A quiet, unassuming man, he had no family- that he would speak to me of, at least- no job, for his retirement was a cosy one, no vices that might barter a year of breath for a night of brazenness, not even a hobby peculiar to men built as him- for he was built right between the jolly, redfaced heftiness of a woodcutter, the wiry, bearded strength of a fisherman, or the stately, supple grace of a watchmaker; as he opened the door that morning, he greeted me with a pensive smile, and took my hand with his own, as wrinkled as the book-spines on his shelf, and callused as the logs that made the walls of his cottage in the mountains.
The only luxury he truly seemed to need, I noticed as I entered, was the camera perched snugly atop the sturdiest shelf nailed into wood perhaps older than either of us, surrounded by ancient books and illegible papers, yellowed as the eyes that read them, strewn across the table, and a tea set which he looked at with that indescribable melange of contrition and nostalgia; and as we had tea, he slowly turned his thoughts to laughter, and our first meeting filled many a mountaintop minute with the heartiness of two with much between them yet, inexplicably, more to share.
Then up on last of the rays of the sun climbed the night, and the sky darkened, and the fire now gave us tea, warmth, and light; and I rose, and smiled, but he smiled and said to me- "no, lassie, let me show you something now- my life's work, if you will", and then the door opened- but it was he who was outside, and I was left a- amazed, perhaps- adrift, now that I think of it- but then again, retrospect never made things clearer.
And so it was that on the first night of our meeting, he took my hand again and brought me to the top of his cottage, and the ancient camera, his singular pride, joy, and love, sat upon a tripod on the roof; then he motioned to the city that lay below us, massive and corpulent, red and radiant in its bloatedness, and he sighed and took pictures of the sky, the stars, and the hills; and though he tried his best, the lights of the city always found their glare into the corners of the lens, like- like some mere tourist gazing the camera, oblivious to the wonders that lay behind them, the light glinting of their teeth like it were some trophy of theirs.
"Behold the works of Man, as many as they are terrible", he said to me, and I could only nod mutely as he sighed once more, and started to take down the tripod; but as he fastened the last leg, there rose a terrible silence in the air, tenuous and tenebrous, and suddenly the light of a million homes went out as surely as the fire below his stove; and all of a sudden, the only lights in the sky were a million patters and a waning moon, and the only gleam that the world returned shone off the burnished silver of his camera.

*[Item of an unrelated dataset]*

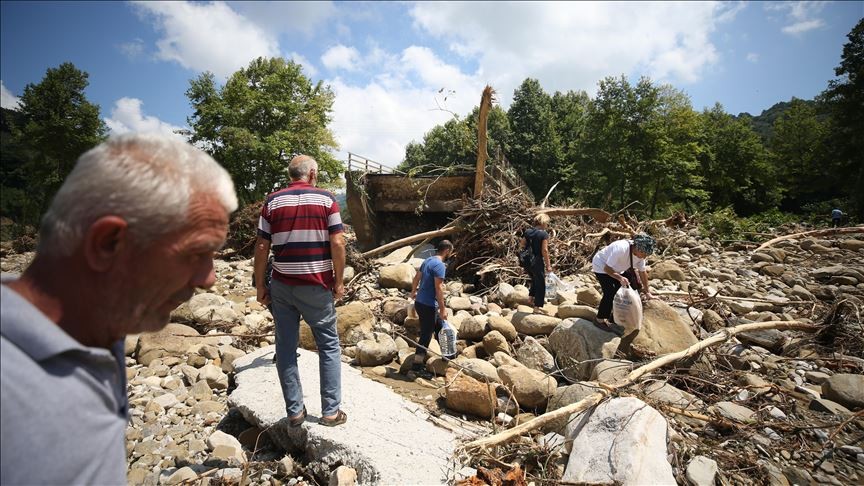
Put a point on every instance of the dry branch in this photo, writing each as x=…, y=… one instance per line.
x=598, y=214
x=595, y=398
x=447, y=230
x=822, y=232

In that moment, his eyes widened as a child's, and he laughed, and cried, and forgot about me, and in the glorious darkness he worked with the fervor of a man who had seen that he had spent the first three years of his life babbling and wetting himself, and that he very well might spend the last three years the same way; the tripod went up, and then the camera, and in those few minutes, a lifetime's dream came true as he photographed the night in all its unsullied glory, the glory of a million stars, the blackness of the sky, and the shadows of the hills upon a sea that whispered on the breeze; and when he had taken the last picture, he merely smiled, recalled that I was there, and took my hand another time- and he said, "please have them developed for me", and coughed his last laugh into the coldness of a night that was the closest he ever felt to warmth.
-~-
Flash fiction in 6 sentences. Inspired by the view from the mountains at Nagasaki.